Cells lines for the isolation of bocavirus have not yet been reported. Different cells such as porcine kidney cells (PK-15), swine testicular cells, porcine alveolar macrophages, monkey kidney cells (MARC-145), and human embryonic kidney epithelial cells (HEK293T) have been used for the propagation of PBoV. However, no success has been reported (Zeng et al. 2011). During the diarrheal disease outbreak in Belgium, an attempt was made to isolate bocavirus and recombinant enterovirus-torovirus from primary porcine kidney epithelial cells and swine testicular cells. Although a cytopathic effect was observed in porcine kidney epithelial cells after two days, no virus could be detected in passaged cells (Conceicao-Neto et al. 2017). In another study in Northern Ireland, fecal suspensions and homogenates of the small intestines of 6-week-old piglets exhibited cytopathic effect after four passages in cultured primary porcine kidney cells. PCV1, PCV-2, PPV, porcine enterovirus types 1, 2, and 3, porcine adenovirus, and porcine reovirus were not detected by PCR or RT-PCR; thus, this study was the first to describe the growth of bocavirus in a primary cell line (McKillen et al. 2011). Because this virus cannot be cultured in cell lines and since it commonly coexists with other circulating swine enteric viruses, the exact role of this virus in disease progression is unclear.

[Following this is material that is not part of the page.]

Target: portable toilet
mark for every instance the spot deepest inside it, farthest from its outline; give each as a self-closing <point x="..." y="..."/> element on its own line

Due to the association of bocavirus with other circulating pathogenic enteric viruses, its nature has always been confusing. Due to the involvement of bocavirus in respiratory tract infection as well as gastrointestinal tract infection, it is still unclear whether bocaviruses are respiratory pathogens or enteric pathogens, especially in humans, pigs and other animals. Due to the lack of an experimental animal model, the pathogenic nature of PBoV has not been investigated.